Dijkstra is a Greedy algorithm to find the shortest path in a graph from a single source.
Let’s take a weighted a graph as below:
We’ll take 0 as the source. Shortest path from source 0 to node 4 will go through node 1 and node 3:
Similarly we’ve to find the shortest path from the source 0 to every node.
How does Dijkstra finds this ?
Understanding Dijkstra
Dijkstra like any other Greedy algorithm finds the next most optimum path at each step. We do this by taking the nodes with minimum distance from source 0 at each step. Here’s how it looks like:
- Initialize
- a dist array which holds the distance from src 0 to that node.

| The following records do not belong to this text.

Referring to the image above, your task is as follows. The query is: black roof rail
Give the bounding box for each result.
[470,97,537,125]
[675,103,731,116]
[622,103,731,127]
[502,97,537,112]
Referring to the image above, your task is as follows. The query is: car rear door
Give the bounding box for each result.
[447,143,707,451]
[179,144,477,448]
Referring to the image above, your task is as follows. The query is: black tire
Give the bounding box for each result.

- a heap h to hold the minimum distance from src 0.
- a set processed which holds the nodes which has been processed.
- Add src 0 to heap by pushing (0,0) which is (node’s distance from 0, node’s identifier).
- Until heap is not empty do following:
- Pop the node with minimum distance(node_distance) from src.

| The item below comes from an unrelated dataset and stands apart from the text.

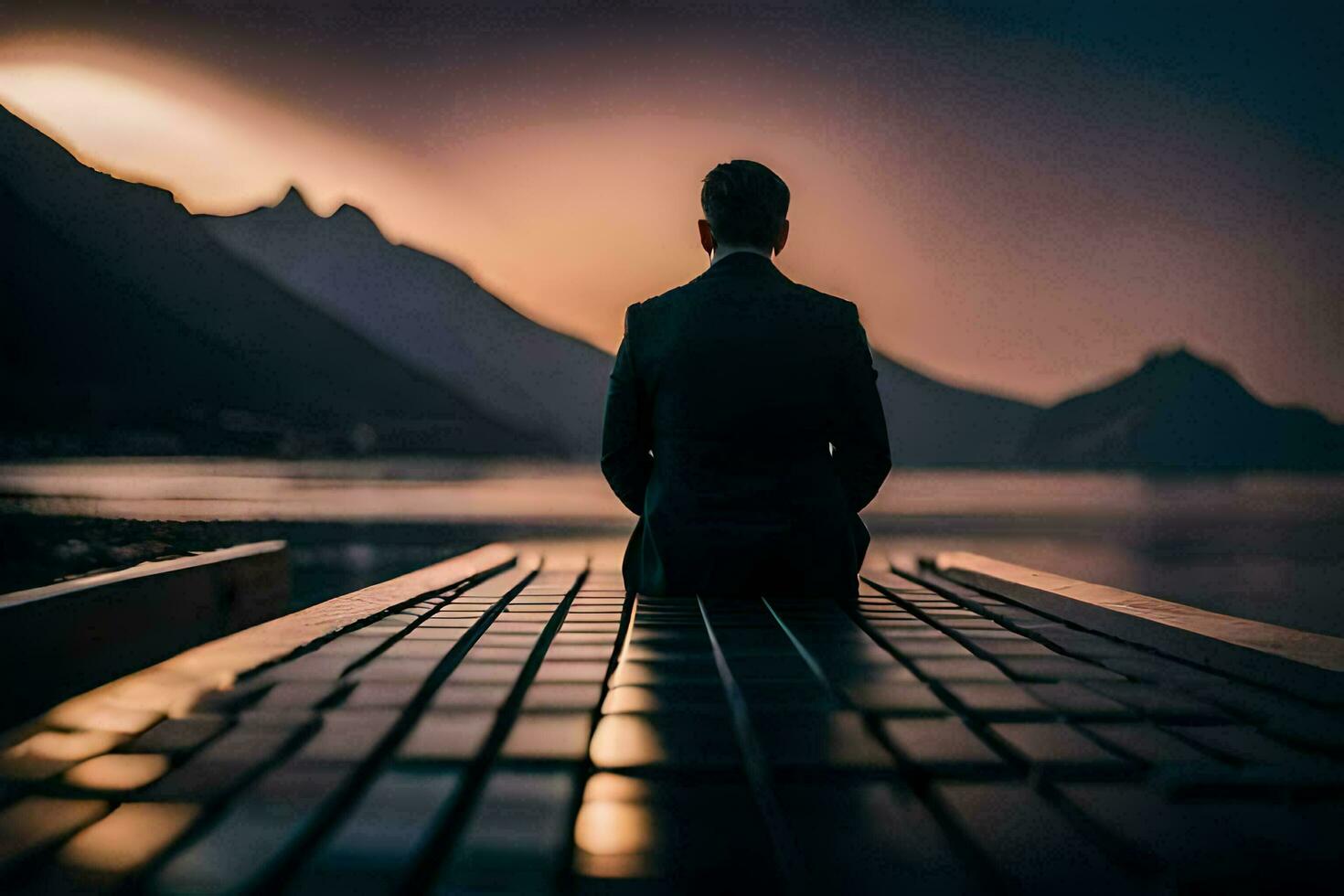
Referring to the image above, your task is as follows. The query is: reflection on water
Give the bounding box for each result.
[0,459,1344,635]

- Update dist array if node_distance < dist[node].
- Mark node as processed.
- for each neighbor of node which is not processed, push (neighbors_distance + dist[node], neighbor) into heap h.
- Return dist.
Running the above steps on the example graph gives us the shortest path from src 0:
Firstly we initialize the heap, dist arry.

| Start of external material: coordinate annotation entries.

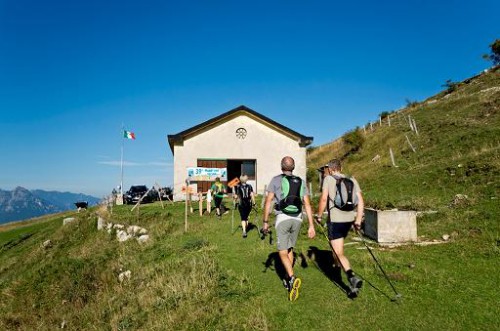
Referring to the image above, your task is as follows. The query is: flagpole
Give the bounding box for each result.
[120,123,125,195]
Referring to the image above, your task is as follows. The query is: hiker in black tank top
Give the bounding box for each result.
[235,175,255,238]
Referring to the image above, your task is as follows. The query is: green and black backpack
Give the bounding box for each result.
[330,176,358,211]
[276,174,305,215]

Then we extract min dist node from heap. We update the dist array and push the node’s neighbors into the heap. We repeat the process until the heap is empty. At this point, we’ve processed all the nodes. If we check the heap we’ll notice that the distances for the nodes are already at min in the dist array. Processing will not change the answer but since we’re checking for heap being empty we’ll pop them one by one.
Implementation of the pseudocode is:
import heapq
# graph is represented as an adjacency list
# {
# 0: [(1,3), (2,6)]
# 1: [(0,5), (3,2)]
# ...
# }
def dijkstra(graph, src, V):
dist = [float('inf')] * V
dist[src] = 0
h = [(0,src)]
visited = set()
visited.add(0)
heapq.heapify(h)
while len(h) > 0:
weight, dest = heapq.heappop(h)
visited.add(dest)
dist[dest] = min(weight, dist[dest])
for nei, nei_weight in graph[vertex]:
if nei not in visited:
heapq.heappush(h, (dist[vertex] + nei_weight, nei))
return dist
Time Complexity Analysis
To understand the Time Complexity let’s look at what we’re doing:
- We’re going through each node and checking all its edges.
- Each time we do this we’re doing a heap operation.
These two steps depends on the graph’s edges and nodes, and the size heap.
We can easily see that the size of the heap can go upto number of edges in the graph.
What about the graph’s edges and nodes ? To answer that we’ve consider two kinds of graphs - dense graph and sparse graph.
TC for sparse graph
In case of a sparse graph let’s say there is one edge for each vertex, we’ll be pushing and popping once for each vertex. So the TC for sparse graph in worst case will depend on number of vertices.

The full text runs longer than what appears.